We’re expanding our technology stack with our first relational database implementation for the project. Given our team’s extensive experience with relational databases, this was a natural choice for supporting our GIS operations. The infrastructure has been deployed in our staging environment, but we’ve maintained production-ready standards by fully implementing it through Terraform and including a bastion instance for secure access management. It’s good to be adding a SQL db to our tech stack, as we already have other small usecases that can piggyback on this.

🌀 Merging Timeseries and Phenocam Dev teams

We are merging the Phenocam and Timeseries development teams.

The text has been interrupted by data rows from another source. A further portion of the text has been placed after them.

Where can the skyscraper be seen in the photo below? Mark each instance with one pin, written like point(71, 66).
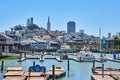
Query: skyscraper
point(71, 27)
point(48, 24)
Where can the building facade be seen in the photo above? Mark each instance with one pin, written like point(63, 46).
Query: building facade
point(71, 27)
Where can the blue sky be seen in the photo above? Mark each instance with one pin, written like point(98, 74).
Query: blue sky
point(89, 15)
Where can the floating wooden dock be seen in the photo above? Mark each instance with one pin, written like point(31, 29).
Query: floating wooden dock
point(107, 74)
point(58, 73)
point(99, 77)
point(14, 69)
point(114, 60)
point(15, 78)
point(21, 59)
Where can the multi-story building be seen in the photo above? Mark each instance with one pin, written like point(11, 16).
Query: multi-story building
point(71, 27)
point(6, 43)
point(48, 24)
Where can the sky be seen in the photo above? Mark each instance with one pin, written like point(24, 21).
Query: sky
point(89, 15)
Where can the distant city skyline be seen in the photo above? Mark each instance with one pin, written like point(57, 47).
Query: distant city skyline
point(89, 15)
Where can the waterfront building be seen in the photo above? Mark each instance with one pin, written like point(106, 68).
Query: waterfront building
point(71, 27)
point(48, 24)
point(81, 31)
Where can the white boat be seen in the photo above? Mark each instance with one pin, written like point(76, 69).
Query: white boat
point(85, 55)
point(59, 53)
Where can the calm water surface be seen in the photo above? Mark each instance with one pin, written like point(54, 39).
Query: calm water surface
point(78, 70)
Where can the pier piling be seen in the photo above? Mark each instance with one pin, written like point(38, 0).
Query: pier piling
point(2, 65)
point(53, 72)
point(93, 64)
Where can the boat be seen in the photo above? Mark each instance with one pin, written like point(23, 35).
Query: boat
point(85, 55)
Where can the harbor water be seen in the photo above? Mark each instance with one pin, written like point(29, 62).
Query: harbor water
point(78, 70)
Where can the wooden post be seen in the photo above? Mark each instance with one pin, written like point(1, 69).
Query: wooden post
point(2, 65)
point(53, 72)
point(102, 70)
point(25, 55)
point(68, 65)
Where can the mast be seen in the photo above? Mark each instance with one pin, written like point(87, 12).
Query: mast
point(100, 42)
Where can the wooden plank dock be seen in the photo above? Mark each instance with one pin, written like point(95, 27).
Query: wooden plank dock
point(21, 59)
point(37, 78)
point(114, 60)
point(107, 74)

This restructuring makes practical sense as the Phenocam team had effectively become a single-person operation and we’ve already identified several workflow overlaps between these areas and anticipate that this integration will enhance knowledge sharing and lead to better software delivery!

🧑‍🤝‍🧑 UI Community Workshop

This week we had the first of the FDRI User Interface community workshops, where we are starting more focused engagement on the community. With the plan to feed this into the development process and continue continuous feedback throughout our development. If this sounds interesting to your register for the FDRI UX Workshops on 14 May.

🗺️ FDRI Annual Meeting

Today is the FDRI annual meeting, reflecting on year 1 across all work packages and planning/kicking off year 2. Unfortunately I wasn’t able to attend it in Wallingford, will provide an update next week.

🔢 Time series data processing

This week we had a technical deep dive mostly focused on the recent updates to time series data processing. I find these extremely useful and the engagement from the team is brilliant, we used to do these a lot at the start of the project but they dropped off a bit, but now is the time to bring them back.

Main changes to the actual time series pipeline were the ability to handle and configure the handling of missing data (For example, if we have two 1 minute data points on a given day, doing a mean aggregation would return the mean of those 2 values - even though we’d expect 1440 values for a full day.) There’s a few different ways users might want this to be handled which can be configured in options:

{"missing": 30} Aggregate only if there are no more than 30 values missing in the period.
{"available": 30} Aggregate only if there are at least 30 input values in the period.
{"percent": 30} Aggregate only if the data in the period is at least 30 percent complete (accepts integers or floats).

Read more about this on our documention site: https://nerc-ceh.github.io/time-stream/user_guide/timeseries_basics.html#aggregating-data

📱Asset Management Service Requirements Gathering

This week we have a summary meeting of all the requirements that have been gathered so far for this essential part of our systems. It’s been a mamoth task to collect this information from everybody and get it all in one place. This is being run by an external company (ARUP).

Gridded Data Update ♟️

This week in Gridded land it was the CHESS-Met dataset’s turn to get the pangeo-forge treatment and be converted to Zarr ready for upload to the steadily-growing object-store of cloud-optimized datasets ready for analysis. It’s been a bit of a chess-match, with the dataset putting up some interesting fights, but like any good champion I’ve learnt from these challenges and put some improvements into the data converter to handle more complex datasets, namely handling multi-variable datasets. As ever you can see my progress over on GitHub.